"NORFOLK, Va. — An official with the Sudanese government said he expects a North Carolina military training company to soon start working with security forces in the southern part of the country, The Virginian-Pilot of Norfolk reported Friday.
Blackwater USA, based in Moyock, North Carolina, could start training exercises within the next few weeks, Ezekiel Lol Gatkuoth, head of mission in Washington for southern Sudan's regional government, told the newspaper.
State Department spokeswoman Nancy Beck acknowledged that Blackwater has a training proposal for the region but declined to comment on it. Blackwater would need a license from the State Department to offer security service overseas.
Blackwater spokeswoman Anne Tyrrell told The Virginian-Pilot in a statement that the company has no contracts with Sudan and wouldn't confirm or deny negotiations. She didn't immediately return a phone call Friday from The Associated Press.
President Bush signed an executive order in October lifting sanctions from certain areas of Sudan, including southern parts of the country. The trade embargo was placed against the country in 1997 after the U.S. accused it of supporting international terrorism. Blackwater can train security forces in the south under the lifted embargo.
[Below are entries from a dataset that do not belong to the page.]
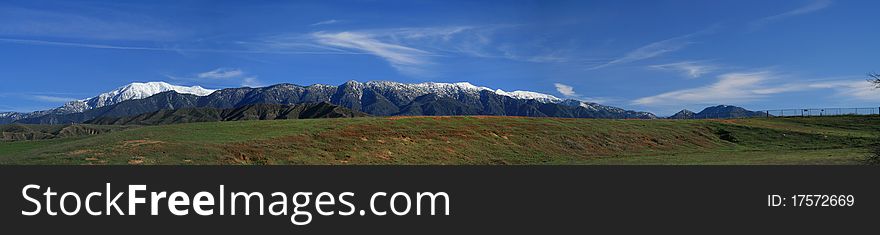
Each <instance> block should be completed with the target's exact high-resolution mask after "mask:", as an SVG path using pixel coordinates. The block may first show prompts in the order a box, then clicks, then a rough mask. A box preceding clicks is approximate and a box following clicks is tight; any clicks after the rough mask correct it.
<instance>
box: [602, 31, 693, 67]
mask: <svg viewBox="0 0 880 235" xmlns="http://www.w3.org/2000/svg"><path fill="white" fill-rule="evenodd" d="M695 35H697V33H693V34H688V35H683V36H678V37H674V38H670V39H665V40H662V41H657V42H652V43H649V44H647V45H645V46H642V47H639V48H637V49H635V50H632V51H630V52H627V53H626V54H625V55H623V56H622V57H619V58H617V59H614V60H611V61H609V62H607V63H603V64H599V65H596V66H593V67H591V68H589V70H596V69H601V68H605V67H609V66H614V65H619V64H626V63H631V62H636V61H640V60H646V59H650V58H654V57H658V56H661V55H665V54H668V53H672V52H675V51H678V50H681V49H684V48H685V47H687V46H688V45H690V44H692V43H694V42H693V41H692V38H693V37H694V36H695Z"/></svg>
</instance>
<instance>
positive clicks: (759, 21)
mask: <svg viewBox="0 0 880 235" xmlns="http://www.w3.org/2000/svg"><path fill="white" fill-rule="evenodd" d="M831 4H832V1H831V0H814V1H813V2H811V3H810V4H807V5H804V6H801V7H798V8H796V9H793V10H790V11H787V12H784V13H781V14H778V15H773V16H768V17H764V18H761V19H759V20H756V21H752V23H751V25H750V27H751V29H752V30H757V29H760V28H761V27H764V25H766V24H768V23H771V22H774V21H780V20H783V19H786V18H791V17H795V16H799V15H805V14H809V13H813V12H817V11H820V10H822V9H825V8H828V7H829V6H831Z"/></svg>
Blackwater has a 7,000-acre compound in Moyock where it has trained thousands of military and law enforcement personnel. It also works with international clients.
The company has more than $300 million in contracts with the State Department to guard diplomats and staff in Iraq.
Southern Sudan has been the site of flare-ups of a decades-long civil war that threaten a peace agreement. The conflict is separate from the violence in western Sudan's Darfur region, where mostly African ethnic tribes rebelled against the Arab central government. Violence in Darfur has claimed some 200,000 lives and forced 2.5 million people from their homes since 2003."